With new executive vice president of basketball operations Arturas Karnisovas and general manager Marc Eversley, the Bulls organization has opened a door to an entirely new era. Ownership knew it was time, the fans knew it was time, and – apparently – Zach LaVine knew it was time.
In an interview with Alex Kennedy of USA Today’s HoopsHype, LaVine opened-up about the Bulls front office shake-up.
Here’s what he had to say:
Yeah, I’ve talked to them both [Karnisovas and Eversley] and I’m extremely excited to get to working with them. It’s something that I think we needed – a switch-up so that the Bulls fans can see that we’re looking in the right direction and getting better. Obviously, we all love the work that Gar [Forman] and Pax (John Paxson) have done for us and the city of Chicago. I think the fans sometimes give them a hard time because they want the results here and now, but it’s hard to do that in sports. It really is. They had a really good run at it, and they’re still beloved. Obviously, I’m just excited to get this started and get right into it.
Wow, his opener was pretty honest. Obviously, players understand the perception of the organization (after all, Zach LaVine literally sat in front of a crowd screaming “FIRE GARPAX” on national television), and I’m sure it’s been a constant burden on them over the past couple of seasons. While all of us knew this change was needed, I find it refreshing that even LaVine can straight-up come out and say “it’s something that I think we needed.”

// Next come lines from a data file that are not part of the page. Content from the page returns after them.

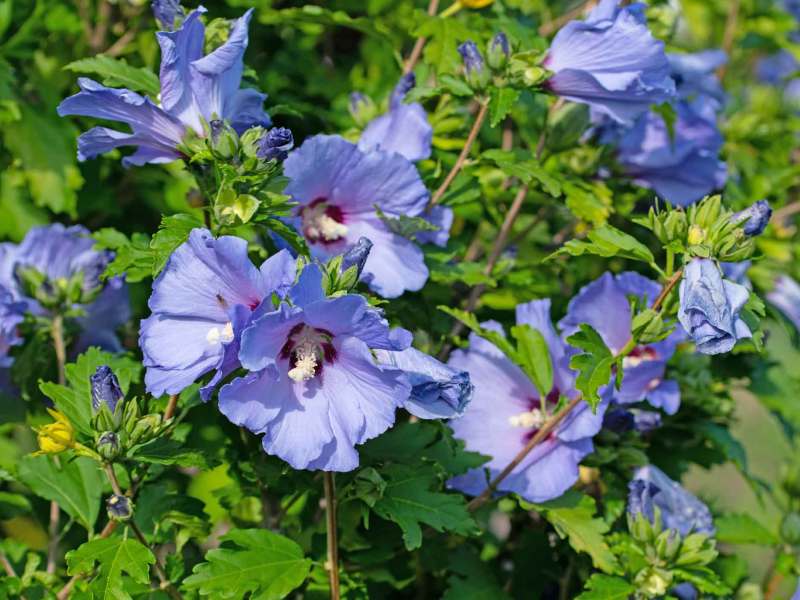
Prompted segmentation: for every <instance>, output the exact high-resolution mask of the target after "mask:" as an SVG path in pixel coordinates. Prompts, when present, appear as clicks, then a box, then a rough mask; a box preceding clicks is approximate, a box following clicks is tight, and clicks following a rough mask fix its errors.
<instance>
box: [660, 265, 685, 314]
mask: <svg viewBox="0 0 800 600" xmlns="http://www.w3.org/2000/svg"><path fill="white" fill-rule="evenodd" d="M681 275H683V269H678V270H677V271H675V273H674V274H673V275H672V277H670V278H669V279H668V280H667V283H665V284H664V287H663V288H662V289H661V293H660V294H659V295H658V297H657V298H656V301H655V302H653V310H656V311H658V310H661V306H662V305H663V304H664V301H665V300H666V299H667V297H668V296H669V294H670V292H672V290H673V289H674V288H675V286H676V285H678V282H679V281H680V280H681Z"/></svg>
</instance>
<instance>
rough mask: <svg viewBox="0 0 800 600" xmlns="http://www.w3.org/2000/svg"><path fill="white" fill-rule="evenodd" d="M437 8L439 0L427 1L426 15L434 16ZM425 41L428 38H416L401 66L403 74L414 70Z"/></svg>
mask: <svg viewBox="0 0 800 600" xmlns="http://www.w3.org/2000/svg"><path fill="white" fill-rule="evenodd" d="M438 10H439V0H430V2H428V16H430V17H433V16H435V15H436V12H437V11H438ZM427 41H428V38H424V37H420V38H417V41H416V42H414V48H412V50H411V54H410V55H409V56H408V60H407V61H406V63H405V66H404V67H403V75H408V74H409V73H411V71H413V70H414V67H416V66H417V63H418V62H419V59H420V57H421V56H422V50H423V49H424V48H425V43H426V42H427Z"/></svg>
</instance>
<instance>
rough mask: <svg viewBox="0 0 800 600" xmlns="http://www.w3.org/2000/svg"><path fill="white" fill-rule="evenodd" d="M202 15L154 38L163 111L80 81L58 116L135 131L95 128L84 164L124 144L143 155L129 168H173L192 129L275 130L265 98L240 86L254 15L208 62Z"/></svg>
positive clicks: (233, 30) (210, 58) (122, 90)
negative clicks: (124, 125) (187, 133)
mask: <svg viewBox="0 0 800 600" xmlns="http://www.w3.org/2000/svg"><path fill="white" fill-rule="evenodd" d="M204 12H205V9H204V8H202V7H200V8H198V9H197V10H194V11H192V12H191V13H189V15H188V16H187V17H186V19H185V20H184V21H183V23H182V24H181V27H180V28H179V29H177V30H176V31H161V32H159V33H157V34H156V35H157V37H158V42H159V44H160V46H161V70H160V74H159V75H160V80H161V93H160V95H159V98H160V105H157V104H155V103H154V102H153V101H151V100H150V99H149V98H146V97H144V96H142V95H140V94H137V93H135V92H132V91H130V90H126V89H114V88H108V87H105V86H103V85H100V84H99V83H97V82H96V81H93V80H91V79H86V78H81V79H79V80H78V84H79V85H80V88H81V91H80V92H79V93H77V94H75V95H74V96H70V97H69V98H67V99H66V100H64V101H63V102H62V103H61V104H60V105H59V107H58V114H59V115H61V116H66V115H80V116H86V117H97V118H100V119H108V120H111V121H121V122H123V123H126V124H128V125H129V126H130V128H131V133H124V132H121V131H118V130H115V129H109V128H107V127H94V128H92V129H90V130H89V131H87V132H86V133H84V134H82V135H81V136H80V137H79V138H78V159H79V160H86V159H88V158H93V157H95V156H97V155H99V154H103V153H105V152H108V151H110V150H112V149H113V148H117V147H119V146H136V147H137V148H138V150H137V151H136V152H135V153H134V154H133V155H131V156H126V157H125V158H124V159H123V160H122V162H123V164H124V165H126V166H128V165H142V164H144V163H163V162H170V161H172V160H175V159H177V158H180V157H181V153H180V150H179V146H180V144H181V142H182V141H183V138H184V136H185V135H186V133H187V131H188V130H189V129H192V130H194V133H196V134H197V135H200V136H204V135H205V128H204V123H208V122H210V121H212V120H214V119H224V120H226V121H228V122H229V123H230V125H231V126H232V127H233V128H234V129H235V130H236V131H237V132H239V133H241V132H242V131H244V130H245V129H247V128H249V127H251V126H254V125H264V126H266V125H269V123H270V121H269V117H268V116H267V114H266V113H265V112H264V110H263V107H262V106H263V103H264V99H265V98H266V95H265V94H262V93H261V92H259V91H257V90H254V89H240V88H239V86H240V84H241V80H242V71H243V69H244V63H243V60H242V59H243V56H244V52H245V49H246V48H247V27H248V24H249V23H250V18H251V17H252V14H253V11H252V9H251V10H249V11H247V12H246V13H245V14H244V16H242V17H241V18H239V19H236V20H235V21H234V22H233V25H232V26H231V30H230V34H229V36H228V39H227V40H226V41H225V43H224V44H222V45H221V46H220V47H219V48H217V49H216V50H214V51H213V52H211V53H210V54H208V55H205V56H204V55H203V46H204V43H205V28H204V26H203V23H202V22H201V20H200V16H201V15H202V14H203V13H204Z"/></svg>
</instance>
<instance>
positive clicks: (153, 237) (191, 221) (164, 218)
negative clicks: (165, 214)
mask: <svg viewBox="0 0 800 600" xmlns="http://www.w3.org/2000/svg"><path fill="white" fill-rule="evenodd" d="M202 226H203V224H202V223H201V222H200V221H198V220H197V219H195V218H194V217H193V216H191V215H187V214H181V213H179V214H177V215H171V216H169V217H163V218H162V219H161V224H160V225H159V226H158V232H157V233H156V234H155V235H154V236H153V239H152V240H151V241H150V250H152V251H153V277H155V276H156V275H158V274H159V273H160V272H161V269H163V268H164V265H166V264H167V260H168V259H169V257H170V256H171V255H172V253H173V252H174V251H175V249H176V248H177V247H178V246H180V245H181V244H182V243H183V242H185V241H186V240H188V239H189V233H190V232H191V231H192V229H194V228H195V227H202Z"/></svg>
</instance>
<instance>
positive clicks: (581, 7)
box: [539, 0, 597, 35]
mask: <svg viewBox="0 0 800 600" xmlns="http://www.w3.org/2000/svg"><path fill="white" fill-rule="evenodd" d="M595 4H597V0H584V1H583V2H581V3H580V4H579V5H578V6H576V7H575V8H573V9H572V10H571V11H569V12H566V13H564V14H563V15H561V16H560V17H558V18H557V19H553V20H552V21H548V22H547V23H542V25H541V26H540V27H539V35H550V34H551V33H553V32H555V31H556V30H557V29H561V27H563V26H564V25H566V24H567V23H568V22H569V21H572V20H573V19H577V18H578V17H580V16H581V15H582V14H584V13H586V12H588V11H589V10H591V9H592V7H593V6H594V5H595Z"/></svg>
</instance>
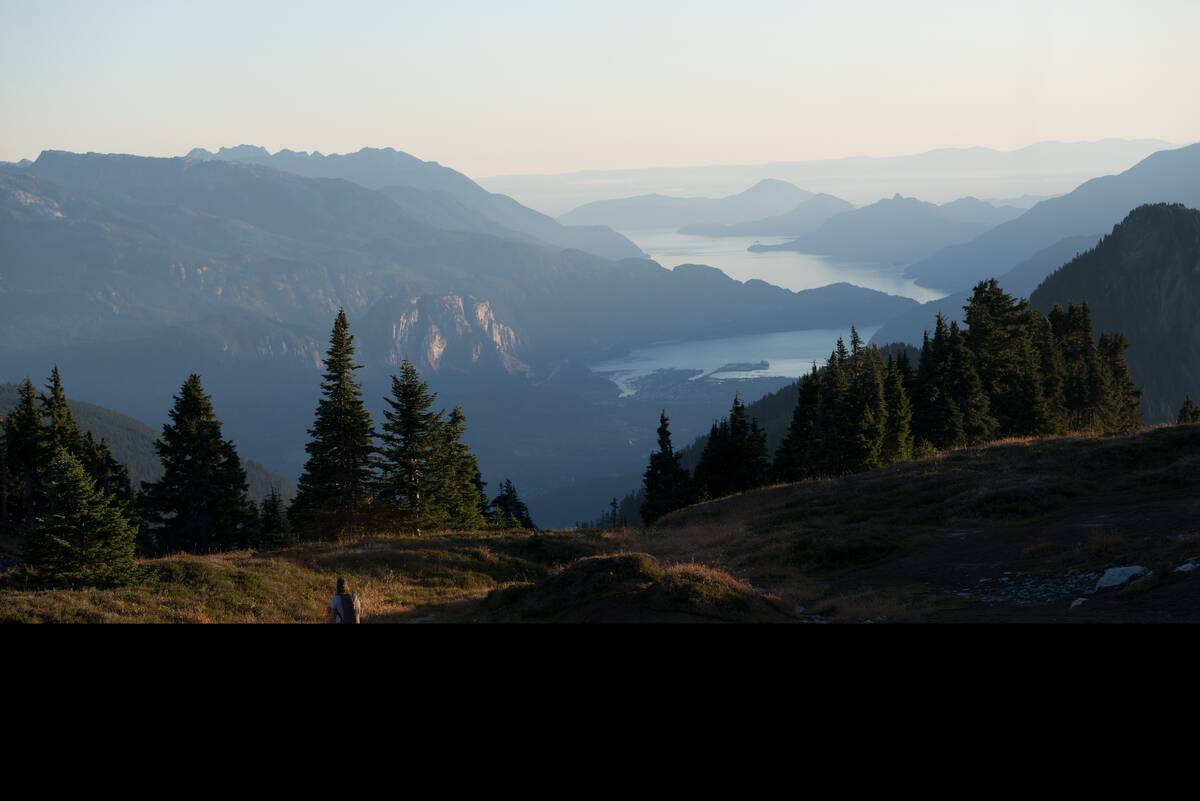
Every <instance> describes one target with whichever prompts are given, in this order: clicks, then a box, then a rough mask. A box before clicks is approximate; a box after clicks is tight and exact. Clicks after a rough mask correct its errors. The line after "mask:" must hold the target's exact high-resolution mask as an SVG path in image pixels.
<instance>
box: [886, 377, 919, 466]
mask: <svg viewBox="0 0 1200 801" xmlns="http://www.w3.org/2000/svg"><path fill="white" fill-rule="evenodd" d="M901 359H904V362H901V361H900V360H899V359H898V360H894V361H890V362H889V363H888V374H887V424H886V427H884V435H883V463H884V464H895V463H896V462H907V460H910V459H912V457H913V438H912V402H911V401H910V399H908V391H907V389H906V384H907V381H906V378H907V371H908V368H907V356H902V357H901Z"/></svg>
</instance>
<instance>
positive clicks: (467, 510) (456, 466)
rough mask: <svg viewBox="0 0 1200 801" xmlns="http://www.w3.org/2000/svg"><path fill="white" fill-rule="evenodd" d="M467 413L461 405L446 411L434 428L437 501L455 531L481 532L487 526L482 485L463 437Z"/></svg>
mask: <svg viewBox="0 0 1200 801" xmlns="http://www.w3.org/2000/svg"><path fill="white" fill-rule="evenodd" d="M466 434H467V415H466V414H463V411H462V409H461V408H456V409H455V410H454V411H451V412H450V417H448V418H446V421H445V423H443V424H442V426H439V427H438V430H437V436H438V440H439V442H438V446H437V448H436V464H434V469H436V475H437V477H438V482H437V489H438V492H437V499H436V500H437V502H438V505H439V506H440V508H442V510H443V516H444V518H445V524H446V525H448V526H449V528H450V529H454V530H456V531H481V530H482V529H485V528H487V495H485V494H484V488H485V487H486V484H485V483H484V481H482V476H481V475H480V471H479V460H478V459H476V458H475V454H474V453H472V451H470V447H469V446H468V445H467V442H466V441H464V440H463V438H464V436H466Z"/></svg>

Also, his comments about the team now “looking in the right direction” seems to indicate that, prior to this, he knew they weren’t. He may go on to praise the GarPax regime, but I find that to be more of a formality than anything truly genuine (which is okay!). Throughout the entirety of this season, we could see the frustration on his face. Sure, a lot of it seems like it has to do with Boylen and the team performance, but I also wouldn’t be surprised if he’s fed up with everything from the top to the bottom.
LaVine often discusses his urge to become a winning player (and he touched on that again in this interview with Kennedy). But while he must continue to improve on his own, this organization hasn’t put him or this team in a situation to be successful. And once players realize that, there’s really no turning back. Instead, you just watch a defeated and frustrated group of otherwise talented players flounder around their conference, which is exactly what we saw throughout the bulk of this season.
The Bulls previous front office (so fun to say that) put this team in a horrible position from the get-go. On Media Day, they told Chicago that their goal was to make the playoffs and to prepare every day like they were a playoff team. With a 4-10 start to the season, we immediately saw this goal wasn’t achievable, and it seems like LaVine understands this whole thing was flawed from the beginning.
… Because I thought we approached this year like we were going to be good and we weren’t. We didn’t have the chemistry, we didn’t have the right mindset. We got a little bit shocked; we thought we were going to do really well and we didn’t do well. We have to come back and prove people wrong.
A part of that is on the players, but the other part is on management. An organization shouldn’t instill false hope, and for the past several years that’s all they’ve been doing. In a lot of ways, that’s why I think LaVine is truly excited to work alongside Karnisovas and Eversley. The guy is ready to work with a front office that is as honest and hard-working as he is.